Replacing a Burnt Gullet

Replacing a Burnt Gullet

“A difficult but rewarding task”

Continuing my previous story, this is a summary of my experience in treating patients suffering from burnt gullets / stomach which includes in brief the surgical procedures used to relieve their suffering by replacing the burnt gullet with another segment of the digestive tract illustrated with photographs and X rays.

Unable to take in the required nourishment for survival these patients were in a poor state of health at the time of admission to the ward suffering for varying periods of time. Some had undergone treatment in other hospitals without much relief while others were admitted with complications. Careful and meticulous attention to detail to optimise their health prior to surgery was an essential requirement.  These included the following:

  • Correction of  any underlying  nutritional deficiencies
  • Treating any complications related to previous procedures
  • Assessing the suitability for a major surgical procedure
  • If the oral route could not be used to feed adequate quantities we introduced a tube to the stomach / small bowel to feed them prior to surgery. This enabled special high energy liquid feeding

The non surgical method of treatment that had been used in these patients is called dilatation of the stricture (narrowing). This procedure had been used in many patients, sometimes on multiple occasions without much improvement. The old and the new techniques are described below in brief.

The old technique of dilating a stricture using a rigid oesophagoscope

“JUST IMAGINE A RIGID BRASS TUBE BEING PUSHED DOWN YOUR THROAT”

The new technique – Flexible gastro-oesphageal video endoscopy

The success of this procedure depended on many factors

The most important were;

  • The type of stricture and the site
  • The number of strictures
  • The involvement of stomach

The type of strictures in gullet and stomach

The majority of the patients who were admitted to my ward at SJGH had undergone many procedures such as repeated dilatations which have not been successful in providing a lasting benefit. In such cases the only option was either to remove the ‘burnt gullet’ and replace it or by-pass the damaged gullet with another segment of the digestive tract either the colon or the stomach. Removing and replacing the damaged gullet was the better option.

Many techniques have been used by surgeons. The technique that I used is described briefly without going into much detail.

REMOVAL OF THE DISEASED GULLET (OESOPHAGUS)

THE NEXT STAGE OF THE OPERATION IS THE REPLACEMENT OF THE GULLET THAT IS REMOVED WITH EITHER THE

  • LARGE BOWEL (COLON) OR THE
  • STOMACH

Those who are interested in reading more on this subject are advised to refer to my PUBLICATION in this website titled

SURGICAL MANAGEMENT OF BENIGN STRICTURES OF THE OESOPHAGUS: 18 YEARS OF EXPERIENCE (click here to view the post)
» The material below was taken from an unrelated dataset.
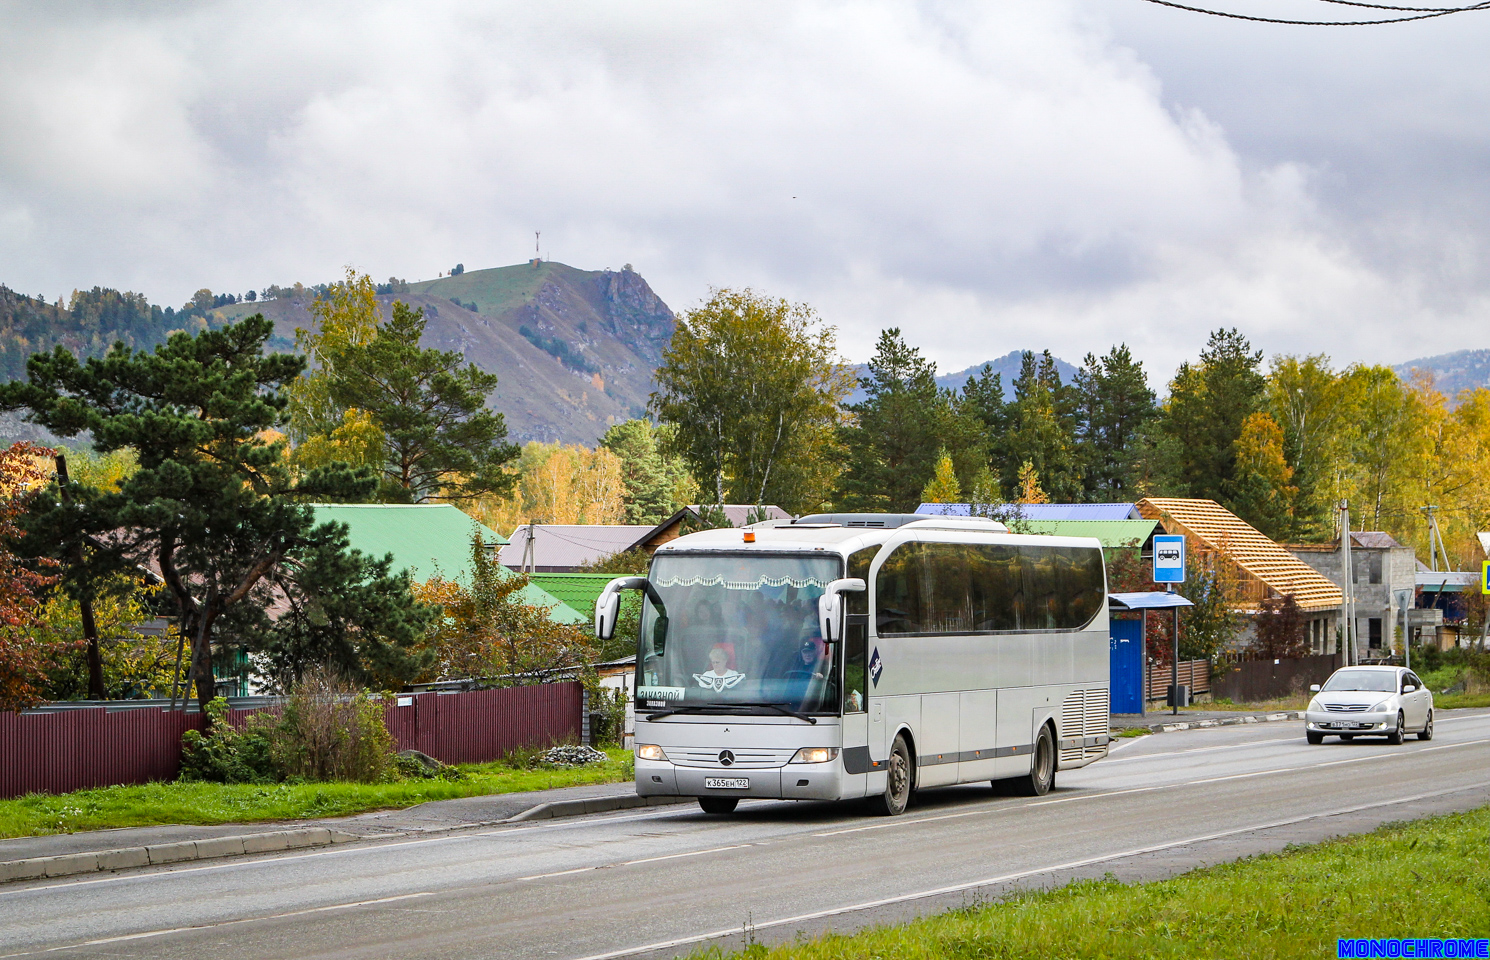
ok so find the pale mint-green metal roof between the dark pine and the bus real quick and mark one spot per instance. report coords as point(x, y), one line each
point(428, 540)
I would also like to draw your attention to two more stories related to this subject

From darkness to light (Click here to view the post)

Silva back at his “wheel” (Click here to view the post)
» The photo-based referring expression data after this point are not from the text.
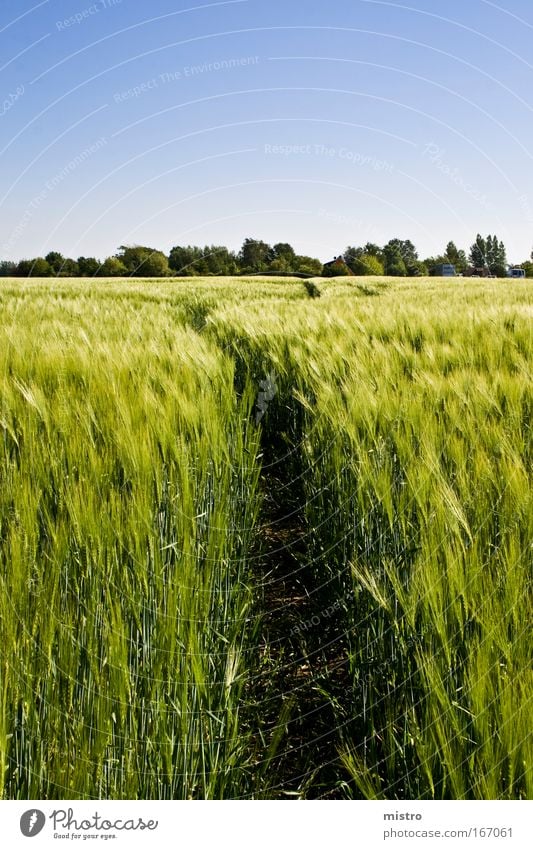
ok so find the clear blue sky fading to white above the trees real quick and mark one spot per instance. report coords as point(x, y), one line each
point(322, 124)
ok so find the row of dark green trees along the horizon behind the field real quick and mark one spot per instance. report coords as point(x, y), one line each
point(398, 258)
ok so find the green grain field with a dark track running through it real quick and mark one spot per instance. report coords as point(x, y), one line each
point(265, 539)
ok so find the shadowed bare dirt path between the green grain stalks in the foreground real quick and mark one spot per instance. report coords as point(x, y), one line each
point(301, 655)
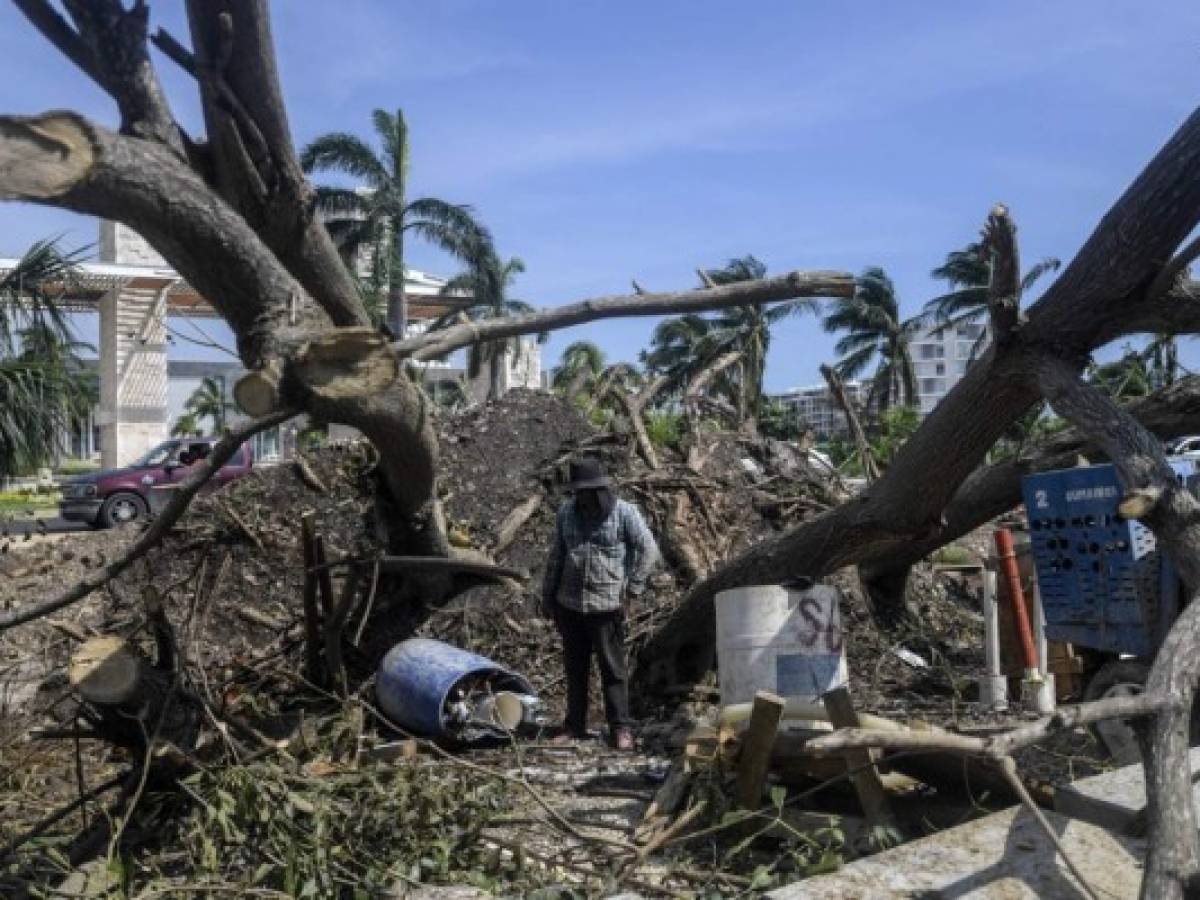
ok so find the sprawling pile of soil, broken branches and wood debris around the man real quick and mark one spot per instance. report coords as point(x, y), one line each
point(230, 580)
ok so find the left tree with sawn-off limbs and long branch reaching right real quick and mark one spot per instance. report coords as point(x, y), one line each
point(237, 219)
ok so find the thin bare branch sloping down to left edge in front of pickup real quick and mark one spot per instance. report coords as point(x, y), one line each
point(223, 452)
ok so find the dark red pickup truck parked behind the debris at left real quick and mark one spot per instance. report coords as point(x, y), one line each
point(113, 497)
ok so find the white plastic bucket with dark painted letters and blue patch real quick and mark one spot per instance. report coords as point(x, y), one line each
point(782, 640)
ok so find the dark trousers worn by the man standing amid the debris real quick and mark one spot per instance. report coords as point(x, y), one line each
point(603, 634)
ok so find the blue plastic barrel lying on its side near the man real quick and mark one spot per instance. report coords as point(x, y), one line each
point(417, 677)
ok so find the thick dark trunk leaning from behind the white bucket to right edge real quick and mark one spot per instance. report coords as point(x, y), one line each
point(1091, 303)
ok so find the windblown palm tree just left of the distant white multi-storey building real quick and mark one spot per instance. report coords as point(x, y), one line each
point(875, 333)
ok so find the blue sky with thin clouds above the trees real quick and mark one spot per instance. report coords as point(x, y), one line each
point(611, 141)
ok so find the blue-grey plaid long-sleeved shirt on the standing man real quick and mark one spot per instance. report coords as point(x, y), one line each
point(593, 562)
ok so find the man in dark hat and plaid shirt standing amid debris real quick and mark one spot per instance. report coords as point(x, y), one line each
point(603, 555)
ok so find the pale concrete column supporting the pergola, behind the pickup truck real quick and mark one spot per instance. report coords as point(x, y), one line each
point(133, 371)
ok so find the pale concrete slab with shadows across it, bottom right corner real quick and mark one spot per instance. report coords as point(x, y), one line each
point(1001, 857)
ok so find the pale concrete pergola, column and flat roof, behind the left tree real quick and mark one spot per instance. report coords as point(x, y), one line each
point(134, 291)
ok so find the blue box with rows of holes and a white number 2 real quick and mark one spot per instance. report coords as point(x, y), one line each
point(1105, 584)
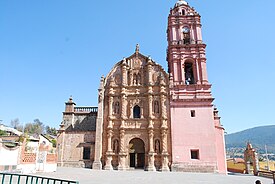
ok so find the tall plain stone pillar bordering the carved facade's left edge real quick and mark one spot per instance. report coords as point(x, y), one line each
point(97, 165)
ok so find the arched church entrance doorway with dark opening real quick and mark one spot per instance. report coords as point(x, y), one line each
point(137, 153)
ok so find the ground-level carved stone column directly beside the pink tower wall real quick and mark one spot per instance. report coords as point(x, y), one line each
point(165, 154)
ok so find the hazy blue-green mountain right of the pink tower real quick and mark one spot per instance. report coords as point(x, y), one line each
point(258, 137)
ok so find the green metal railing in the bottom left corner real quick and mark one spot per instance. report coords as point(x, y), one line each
point(8, 178)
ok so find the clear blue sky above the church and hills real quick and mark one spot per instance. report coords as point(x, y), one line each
point(50, 50)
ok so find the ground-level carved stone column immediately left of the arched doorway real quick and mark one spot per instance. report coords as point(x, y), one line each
point(122, 153)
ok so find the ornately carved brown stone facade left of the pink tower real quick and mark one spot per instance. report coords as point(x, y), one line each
point(141, 102)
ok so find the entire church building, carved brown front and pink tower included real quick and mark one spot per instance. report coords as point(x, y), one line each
point(147, 118)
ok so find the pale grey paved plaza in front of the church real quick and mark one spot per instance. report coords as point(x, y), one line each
point(88, 176)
12 thoughts on “Replacing a Burnt Gullet

  1. What a feeling it may be to enjoy a meal. What thoughts would now go through the minds of the patients who have recovered……
    No amount of thanking is enough to the Surgeon.
    To this unasuming skilled Surgeon, its another challange & a yuthukama-perata.
    A God given gift very well utilised. Therefore, every surgery done turns precious.
    CHOICEST BLESSINGS !!!!!!!!!!!

  2. The contents that you have discussed are extremely interesting and satisfying for both the patient and the surgeon. You have acted as a saviour to the distressed person who has benefited from your expertise as a surgeon. A job well done!

  3. Dear Sir, we were eye witnesses of those ‘miracle’ surgeries when we were doing our surgical appointment at the Sri Jayawardenapura General Hospital. We were lucky to have you as a great teacher

  4. Sir, I had the opportunity to see those difficult procedures while I was a student in your ward

  5. Sir, the photo shows our clinical group. We are so proud to be your students during our days at the medical faculty.

  6. Such an interesting read. being a non medical, reading through certainly is scary and is also chilling to read that a surgeon can so cleverly give back the life to such patients is unimaginable until you read and understand the true dedication of a true surgeon. Gamini, I see the halo shining above your head. Marvellous!

  7. Wow what good work you have done. I do a considerable amount of robotic two field and three field oesophagectomies ( Ivor Lewis and Mckeowen) mainly for cancer but never for a caustic stricture. It seemed you did the Orringer technique and dissected blindly in the mediastinum. Operating in this area under 10x magnification now with the dexterity of the robot seems like child’s play, This is the comparison to you the master surgeon who knew how to strip the oesophagus off the aorta skillfully and blindly. Amazing. It seems the results are wonderful. Kudos on saving those lives.

  8. Your commitment to these heart wrenching situations is sure to be recorded and recognised in history

  9. Yes, Doctor, your presentation and description could be understood by a non medical person too. Great, what you have done.